Mechinat Beit Israël comptait la première année 60 hommes et femmes et 25  la seconde. Leifkowjtz, âgé de 40 ans maintenant, diplômé de la première promotion de Mechinat Beit Israël, vint après l’armée en 2002 rejoindre le kibboutz urbain. Il enseigne au collège et dirige les activités concernant l’aluminium qui ont commencé dans 6 kibboutzim similaires en Israël. Bon nombre d’enfants à risque du voisinage bénéficient du programme « Kvutzat Reut ». Ils reviennent après l’armée et deviennent des partenaires dans l’amélioration de leur environnement. « Les projets sociaux que nous réalisons touchent de plus en plus de gens » dit Leibowitz . « Ce n’est pas qu’un projet; c’est la vie.
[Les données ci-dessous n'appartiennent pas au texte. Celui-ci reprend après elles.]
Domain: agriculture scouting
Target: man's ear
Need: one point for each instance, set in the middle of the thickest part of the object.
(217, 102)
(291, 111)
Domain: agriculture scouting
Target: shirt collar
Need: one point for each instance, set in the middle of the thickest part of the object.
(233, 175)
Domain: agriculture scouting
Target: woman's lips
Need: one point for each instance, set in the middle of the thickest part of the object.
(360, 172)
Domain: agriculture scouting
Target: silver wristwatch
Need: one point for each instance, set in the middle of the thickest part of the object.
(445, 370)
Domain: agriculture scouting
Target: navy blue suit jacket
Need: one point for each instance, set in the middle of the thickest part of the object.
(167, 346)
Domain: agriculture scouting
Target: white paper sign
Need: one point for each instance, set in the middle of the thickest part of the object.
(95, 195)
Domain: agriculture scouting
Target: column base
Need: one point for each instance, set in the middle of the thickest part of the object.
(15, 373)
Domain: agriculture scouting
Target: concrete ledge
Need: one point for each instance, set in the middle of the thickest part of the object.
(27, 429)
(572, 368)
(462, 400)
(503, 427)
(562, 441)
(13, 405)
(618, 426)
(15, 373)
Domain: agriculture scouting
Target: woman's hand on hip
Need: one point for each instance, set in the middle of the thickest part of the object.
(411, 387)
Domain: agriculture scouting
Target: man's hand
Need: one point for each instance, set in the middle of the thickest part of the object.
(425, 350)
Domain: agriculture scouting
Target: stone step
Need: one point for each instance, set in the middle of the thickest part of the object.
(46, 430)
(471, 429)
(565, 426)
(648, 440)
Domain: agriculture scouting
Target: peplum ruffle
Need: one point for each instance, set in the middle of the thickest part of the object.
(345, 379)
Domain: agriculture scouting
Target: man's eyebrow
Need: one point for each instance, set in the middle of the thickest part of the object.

Vous avez besoin de personnes qui considèrent cela comme une mission« .

Construire  ensemble  la société d’Israël
Dans un quartier  pauvre du  nord de Nazareth Illit, 150 membres du  Kibboutz urbain Mishol – la  moitié d’entre eux étant des enfants – résident dans un ancien centre pour immigrants  de  huit  étages. Environ vingt pour cent sont des seniors. Les immigrants venus de l’ancienne Union Soviétique et les Arabes, musulmans et chrétiens, y sont majoritaires. « Nous avons  commencé il y a environ vingt ans » dit un membre fondateur, James Grant Rosenhead, 44 ans, venu de Grande-Bretagne en 1999. « Nous travaillons avec toutes les populations, dans un environnement où sévit le racisme, et amenons les enfants à construire ensemble la société d’Israël ».
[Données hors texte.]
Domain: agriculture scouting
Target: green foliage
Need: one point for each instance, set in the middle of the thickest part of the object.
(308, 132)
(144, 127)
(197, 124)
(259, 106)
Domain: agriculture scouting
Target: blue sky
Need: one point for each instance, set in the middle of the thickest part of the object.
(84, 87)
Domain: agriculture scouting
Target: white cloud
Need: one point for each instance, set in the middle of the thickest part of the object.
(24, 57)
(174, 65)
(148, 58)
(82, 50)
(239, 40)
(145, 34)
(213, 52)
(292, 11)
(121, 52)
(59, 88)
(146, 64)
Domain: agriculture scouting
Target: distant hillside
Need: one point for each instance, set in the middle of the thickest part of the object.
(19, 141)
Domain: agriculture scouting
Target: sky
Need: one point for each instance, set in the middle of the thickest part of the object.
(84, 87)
Les membres du kibboutz Mishol gèrent l’école élémentaire et Tikkun (« Réparation »), le programme-phare de leur ONG, inclut des activités post-scolaires et un centre d’accueil pour jeunes. Cette année, ils construisent une serre éducative. Tikkun prend la direction, dans le cadre des 50 antennes des Mahanot Ha Olim (un mouvement de jeunesse fondé en 1929 pour aider à établir des kibboutzim agricoles), d’une action visant  à préparer les jeunes à fonder des « communautés urbaines intentionnelles « .*
« Nous avons maintenant un réseau de six kibboutzim actifs : outre le nôtre, les kibboutzim de Rishon le Zion, Eilat, Migdal Haemek, Haïfa et la vallée du Jourdain » déclare  Rosenhead à ISRAEL21c . « Nous les aidons à établir les projets  d’éducation  et les projets  sociaux dans leur environnement« .

Quatre-vingts pour cent des membres adultes du kibboutz Mishol choisissent de travailler dans les projets lancés localement et nationalement par Tikkun. Rosenhead, anciennement Directeur général adjoint de Tikkun, s’est récemment reconverti en tant que programmateur informatique pour travailler dans la start-up de développement de bases de données que le kibboutz a créée.

Hazon, (« Vision »)**, laboratoire juif concernant la durabilité basé aux U.S.A, est en train de lancer un projet afin de mettre en relation des communautés intentionnelles en diaspora avec celles existant en Israël. Rosenhead servira de guide pour les visites en Israël.

N. Zion, membre du kibboutz Migvan ajoute : « Quand  vous  créez  un nouveau modèle social de vie, cela est très romantique. Puis vous rencontrez la réalité, avec ses compromis et ses déceptions. Et, cependant, je n’aurai pu rêver il y a 33 ans que la réalité serait encore  plus  belle que le  rêve« .

*Communauté intentionnelle: notion en sociologie utilisée pour désigner un ensemble de personnes d’origines diverses ayant choisi de vivre ensemble en un lieu donné et sous une forme organisationnelle et architecturale définie. C’est l’intention qui distingue la communauté d’une autre.